During the implementation, Karcz and his team discussed barriers to performing chlorhexidine bathing and worked with families and healthcare staff to ensure full adoption of the program.

"One of the barriers to implementation of daily bathing with chlorhexidine wipes is that the product tends to feel sticky for a few minutes after application. Another is that some patients and parents prefer a shower or a bath," Karcz explained. Because it "is a product that is new to parents and families," there was some hesitance.

Some patients were not able to use the chlorhexidine wipes, such as those with a chlorhexidine allergy, infants in the neonatal intensive care unit who were younger than 40 weeks' adjusted gestational age, patients who were admitted to the hospital for observation, those with cystic fibrosis, those receiving certain chemotherapy drugs, those with open wounds, and those third- and fourth-degree burns.
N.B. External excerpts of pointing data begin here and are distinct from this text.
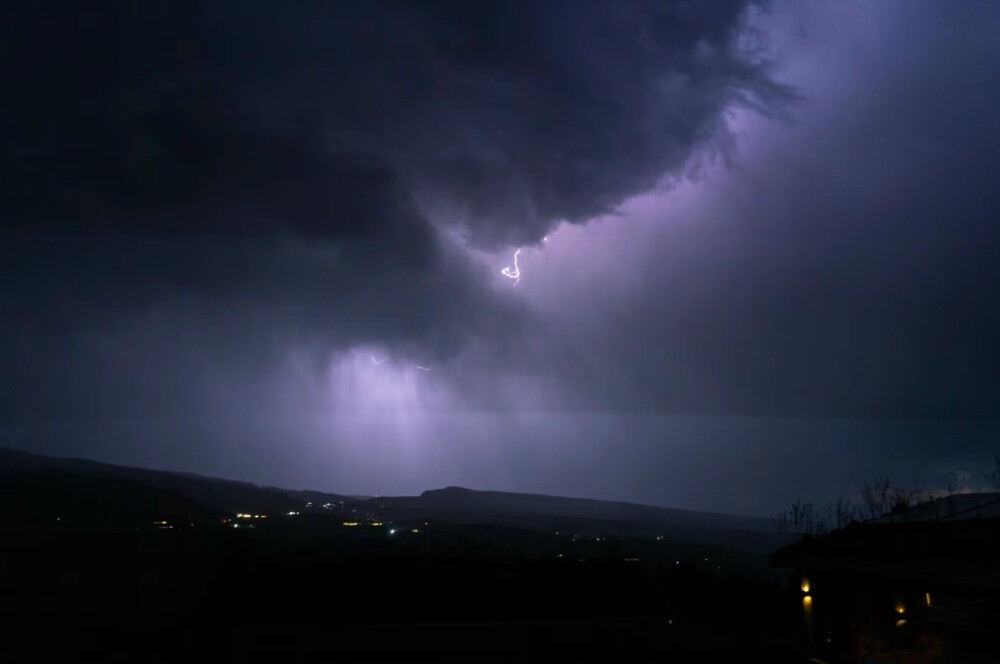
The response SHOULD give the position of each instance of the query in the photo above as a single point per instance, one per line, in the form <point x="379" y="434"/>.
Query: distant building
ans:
<point x="916" y="586"/>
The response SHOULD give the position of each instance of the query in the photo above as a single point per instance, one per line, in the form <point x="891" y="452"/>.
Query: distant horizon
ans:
<point x="715" y="256"/>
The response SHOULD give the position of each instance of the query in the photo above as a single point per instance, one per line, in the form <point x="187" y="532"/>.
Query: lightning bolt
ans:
<point x="515" y="273"/>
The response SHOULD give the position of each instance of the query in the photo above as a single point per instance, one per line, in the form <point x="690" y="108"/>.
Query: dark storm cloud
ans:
<point x="282" y="163"/>
<point x="850" y="267"/>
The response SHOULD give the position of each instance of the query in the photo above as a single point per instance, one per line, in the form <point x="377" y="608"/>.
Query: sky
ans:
<point x="708" y="255"/>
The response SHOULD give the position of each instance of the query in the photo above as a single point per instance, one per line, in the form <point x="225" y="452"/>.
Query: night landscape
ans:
<point x="542" y="330"/>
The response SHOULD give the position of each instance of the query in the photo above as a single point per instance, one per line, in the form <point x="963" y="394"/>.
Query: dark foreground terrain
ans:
<point x="259" y="596"/>
<point x="102" y="563"/>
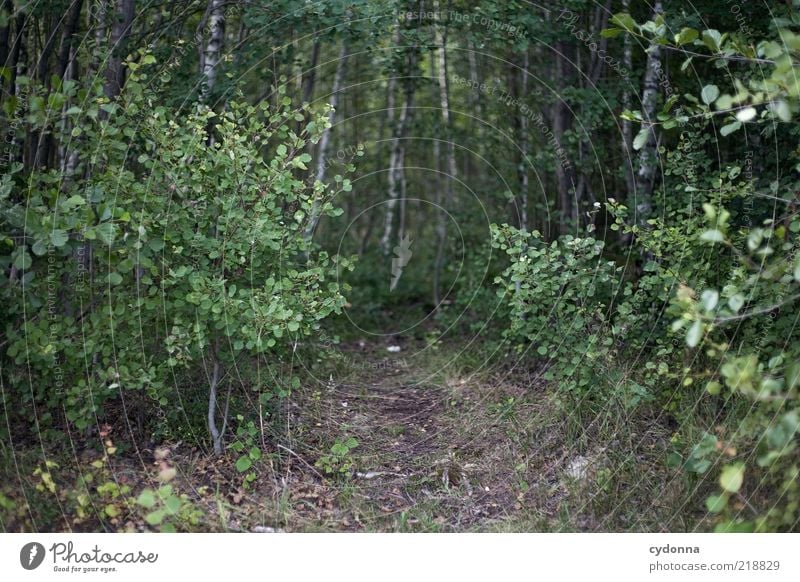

"We took great care to ensure the successful implementation of the bathing regimen," Karcz reported. "Our executive suite and unit managers made sure all staff understood that this was a priority. By educating everyone on the care team, including parents, and standardizing bathing procedures, we were able to dramatically reduce infections and save healthcare dollars in just 6 months."

Bathing compliance increased from 45% to 81% during the 6-month study period. In the 6 months before the program was implemented, there were 22 central-line-associated bloodstream infections in the 269-bed hospital. With the program, that number dropped to nine.

There was also a 56% drop in the number of methicillin-resistant Staphylococcus aureus infections in the hospital during the study period.

In addition, the bathing program saved money. "The 59% reduction in healthcare-associated infections during the implementation period represents a potential cost savings of $297,999," Karcz reported.

Education and Implementation

The success of the daily bathing study lies in the implementation. "Before this study began, we spent a great deal of time discussing, planning, and evaluating the best method to implement this program at the highest level, with the focus on reducing hospital-acquired infections," he explained.

"Our hematology and oncology units had implemented chlorhexidine bathing previously and were crucial in assisting us in developing our bathing protocol, talking points, and frequently asked questions," Karcz said. "We utilized our hospital administration, physicians, nurses, patient care assistants, clinical nurse specialists, nurse educators, supply chain, and other departments to develop this."

Cynthia Kohan, MS, from the Waterbury Hospital in Connecticut explained that "a central-line-associated bloodstream infection for any patient is a serious event, but for pediatric patients and their families, it is particularly traumatic."

"What stood out for me about this study is the careful attention given to educating and informing each member of the care team, as well as the patients' families, about the new intervention," Kohan told Medscape Medical News. "Meticulous attention was given to each step of the care and maintenance of the central catheter."

Mr Karcz and Ms Kohan have disclosed no relevant financial relationships.

Association for Professionals in Infection Control and Epidemiology (APIC) 2015 Annual Meeting: Abstract 81243. Presented June 26, 2015.